Вича схватилась за горящую ногу и вдруг увидела мирно качавшуюся медузу.

— Не ходи сюда, здесь медуза! — Где? — близоруко щурясь, спросил Дича и низко наклонился к воде.

— Сейчас за нос укусит, тогда увидишь, где! Пойдем. Оденешь очки и посмотришь.

Морщась от жжения в ноге, она взяла своего слепыша за руку и повела к шезлонгам…

Вместе с воспоминаниями о медузе всплыла и мысль, за которой он так напряженно охотился. Это был один из щемящих сердце моментов их больничных страданий тех дней. Дича вспомнил, как спустя несколько месяцев после выписки Вича поведала ему о, возможно, самых счастливых минутах в ее жизни. Удивительно, но случилось это именно тогда, когда она лежала в больнице с торакальной трубкой в боку. Трубку установили еще в приемном покое, чтобы расправить спавшееся после разрыва легкое. Нежная ткань легкого терлась о жесткую трубку, и каждый вдох причинял нестерпимую боль. Обезболивающие приносили лишь незначительное облегчение, к тому же их действие было недолгим. Обессилевшая и уставшая от боли, Вича не выдержала и разрыдалась. Дича тогда обнял ее и, скрывая слезы, спрятал лицо в ее волосах. Они сидели, обнявшись, и тихо плакали на плече друг у друга. Он — оттого, что уже не мог смотреть на ее мучения, а она от счастья, что не ошиблась в нем.
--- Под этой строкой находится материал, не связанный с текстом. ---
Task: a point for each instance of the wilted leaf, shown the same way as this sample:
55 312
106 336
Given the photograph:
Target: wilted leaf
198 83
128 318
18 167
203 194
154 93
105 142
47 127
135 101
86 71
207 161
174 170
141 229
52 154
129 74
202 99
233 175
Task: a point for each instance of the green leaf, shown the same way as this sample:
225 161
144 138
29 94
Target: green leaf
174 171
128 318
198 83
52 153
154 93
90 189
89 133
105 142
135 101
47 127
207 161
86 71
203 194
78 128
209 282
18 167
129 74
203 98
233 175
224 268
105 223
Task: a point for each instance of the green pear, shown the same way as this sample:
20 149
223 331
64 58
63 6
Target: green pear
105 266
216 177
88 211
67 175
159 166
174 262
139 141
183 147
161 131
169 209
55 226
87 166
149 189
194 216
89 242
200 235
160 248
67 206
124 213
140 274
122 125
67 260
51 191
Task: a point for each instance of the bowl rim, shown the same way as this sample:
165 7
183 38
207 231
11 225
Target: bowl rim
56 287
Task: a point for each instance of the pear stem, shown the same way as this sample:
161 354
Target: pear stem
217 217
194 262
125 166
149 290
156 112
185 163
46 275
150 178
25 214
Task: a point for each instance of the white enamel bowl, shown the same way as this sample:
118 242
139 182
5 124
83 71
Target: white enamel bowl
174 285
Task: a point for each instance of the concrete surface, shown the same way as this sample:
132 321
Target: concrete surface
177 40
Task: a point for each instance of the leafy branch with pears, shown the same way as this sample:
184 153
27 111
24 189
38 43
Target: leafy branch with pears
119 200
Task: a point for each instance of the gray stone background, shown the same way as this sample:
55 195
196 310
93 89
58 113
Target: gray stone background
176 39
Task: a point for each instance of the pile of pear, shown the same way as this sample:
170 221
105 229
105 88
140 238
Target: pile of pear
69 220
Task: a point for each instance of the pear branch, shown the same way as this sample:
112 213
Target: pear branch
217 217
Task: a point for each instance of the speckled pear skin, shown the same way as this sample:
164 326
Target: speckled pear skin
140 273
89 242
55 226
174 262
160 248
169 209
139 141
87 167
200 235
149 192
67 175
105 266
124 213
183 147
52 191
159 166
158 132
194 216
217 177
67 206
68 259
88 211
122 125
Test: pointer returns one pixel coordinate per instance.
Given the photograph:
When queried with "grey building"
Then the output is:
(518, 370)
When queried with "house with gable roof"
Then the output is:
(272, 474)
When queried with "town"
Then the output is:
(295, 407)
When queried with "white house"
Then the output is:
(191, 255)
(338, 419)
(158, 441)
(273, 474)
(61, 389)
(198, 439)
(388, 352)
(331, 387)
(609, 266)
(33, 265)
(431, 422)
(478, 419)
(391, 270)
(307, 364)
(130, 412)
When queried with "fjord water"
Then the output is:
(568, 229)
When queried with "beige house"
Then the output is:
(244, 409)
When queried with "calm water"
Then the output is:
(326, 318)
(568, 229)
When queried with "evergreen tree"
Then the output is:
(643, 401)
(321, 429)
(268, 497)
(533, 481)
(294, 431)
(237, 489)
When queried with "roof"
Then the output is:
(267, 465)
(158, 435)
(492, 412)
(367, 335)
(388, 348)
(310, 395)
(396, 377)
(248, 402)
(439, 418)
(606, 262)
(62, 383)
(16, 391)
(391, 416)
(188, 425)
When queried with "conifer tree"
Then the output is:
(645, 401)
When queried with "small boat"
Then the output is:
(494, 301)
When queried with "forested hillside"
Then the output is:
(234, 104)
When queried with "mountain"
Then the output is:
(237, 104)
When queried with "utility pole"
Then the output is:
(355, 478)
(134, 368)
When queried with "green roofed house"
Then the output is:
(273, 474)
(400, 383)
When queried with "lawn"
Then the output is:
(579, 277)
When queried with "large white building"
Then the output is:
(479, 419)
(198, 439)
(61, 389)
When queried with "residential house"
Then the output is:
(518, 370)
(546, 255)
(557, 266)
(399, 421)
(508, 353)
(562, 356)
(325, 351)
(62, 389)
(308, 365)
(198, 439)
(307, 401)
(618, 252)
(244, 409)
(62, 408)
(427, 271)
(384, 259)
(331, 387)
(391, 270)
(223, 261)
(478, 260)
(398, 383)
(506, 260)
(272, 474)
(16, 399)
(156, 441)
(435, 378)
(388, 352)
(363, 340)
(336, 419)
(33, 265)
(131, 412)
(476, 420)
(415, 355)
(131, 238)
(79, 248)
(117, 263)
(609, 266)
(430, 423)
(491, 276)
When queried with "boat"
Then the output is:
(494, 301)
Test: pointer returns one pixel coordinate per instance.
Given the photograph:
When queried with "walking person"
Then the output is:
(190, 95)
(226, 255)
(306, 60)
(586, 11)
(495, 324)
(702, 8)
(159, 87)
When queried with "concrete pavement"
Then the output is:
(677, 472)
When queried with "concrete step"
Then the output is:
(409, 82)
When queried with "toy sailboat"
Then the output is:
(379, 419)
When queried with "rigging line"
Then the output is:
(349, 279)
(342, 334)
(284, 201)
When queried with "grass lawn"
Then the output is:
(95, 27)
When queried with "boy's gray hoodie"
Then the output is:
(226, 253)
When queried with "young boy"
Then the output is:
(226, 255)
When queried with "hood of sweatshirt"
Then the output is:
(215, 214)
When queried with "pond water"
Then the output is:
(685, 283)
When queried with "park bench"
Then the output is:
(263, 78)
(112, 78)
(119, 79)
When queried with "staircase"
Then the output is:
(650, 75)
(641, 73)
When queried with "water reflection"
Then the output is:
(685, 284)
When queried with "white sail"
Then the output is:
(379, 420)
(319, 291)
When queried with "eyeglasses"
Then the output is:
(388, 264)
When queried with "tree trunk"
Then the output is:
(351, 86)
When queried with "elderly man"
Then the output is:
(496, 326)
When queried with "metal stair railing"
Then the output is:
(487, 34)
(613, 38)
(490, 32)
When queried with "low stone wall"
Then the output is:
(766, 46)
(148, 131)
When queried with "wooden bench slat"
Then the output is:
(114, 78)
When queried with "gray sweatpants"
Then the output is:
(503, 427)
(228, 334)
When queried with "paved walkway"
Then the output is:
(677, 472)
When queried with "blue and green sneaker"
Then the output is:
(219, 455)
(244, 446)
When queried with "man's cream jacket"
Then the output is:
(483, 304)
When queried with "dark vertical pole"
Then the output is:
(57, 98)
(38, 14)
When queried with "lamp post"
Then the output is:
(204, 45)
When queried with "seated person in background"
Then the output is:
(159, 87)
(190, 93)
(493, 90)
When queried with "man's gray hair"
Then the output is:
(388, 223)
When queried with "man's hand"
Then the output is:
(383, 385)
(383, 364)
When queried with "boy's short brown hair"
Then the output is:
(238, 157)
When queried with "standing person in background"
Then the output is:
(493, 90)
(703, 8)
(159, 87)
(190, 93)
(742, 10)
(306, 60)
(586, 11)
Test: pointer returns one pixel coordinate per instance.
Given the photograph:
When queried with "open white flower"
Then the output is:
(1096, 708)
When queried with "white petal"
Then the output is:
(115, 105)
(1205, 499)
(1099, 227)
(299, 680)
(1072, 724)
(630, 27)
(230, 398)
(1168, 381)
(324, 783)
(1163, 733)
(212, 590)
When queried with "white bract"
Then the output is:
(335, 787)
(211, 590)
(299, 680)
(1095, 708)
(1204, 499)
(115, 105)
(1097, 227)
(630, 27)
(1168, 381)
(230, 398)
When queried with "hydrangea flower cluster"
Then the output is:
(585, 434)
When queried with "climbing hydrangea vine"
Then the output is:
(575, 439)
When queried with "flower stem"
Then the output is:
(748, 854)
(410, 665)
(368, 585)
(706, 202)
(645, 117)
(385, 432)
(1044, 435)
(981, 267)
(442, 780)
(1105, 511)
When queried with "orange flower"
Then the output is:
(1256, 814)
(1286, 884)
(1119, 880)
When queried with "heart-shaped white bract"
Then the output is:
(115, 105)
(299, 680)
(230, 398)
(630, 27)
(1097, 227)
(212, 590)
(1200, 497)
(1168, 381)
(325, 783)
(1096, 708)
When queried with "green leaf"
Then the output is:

В этот момент Вича не чувствовала боли, все отступило на задний план. С ней был он, ее любимый, ее надежда и опора, и с ним ей была ничего не страшно.

«Да, я выиграла джек-пот», — вспоминала она давний душевный разговор с сестрой.

Еще тогда, в такой далекой юности, она уверяла Яну, что замужество — это лотерея, которую нельзя предугадать или выстрадать. Какой бы прекрасный ни был человек на первый взгляд, трудности и лишения возьмут свое. И каким он станет, пройдя горнило жизни, не дано знать никому. Да, ей повезло, ну а как могло быть иначе? Не будь рядом Дичи, даже вера в свое великое предназначение не помогла бы ей. Она знала, как коллеги по «Скорой» удивлялись его выбору: — Зачем она тебе? Она же вся такая больная! — А я и сам не сильно здоровый, — со смехом отвечал он.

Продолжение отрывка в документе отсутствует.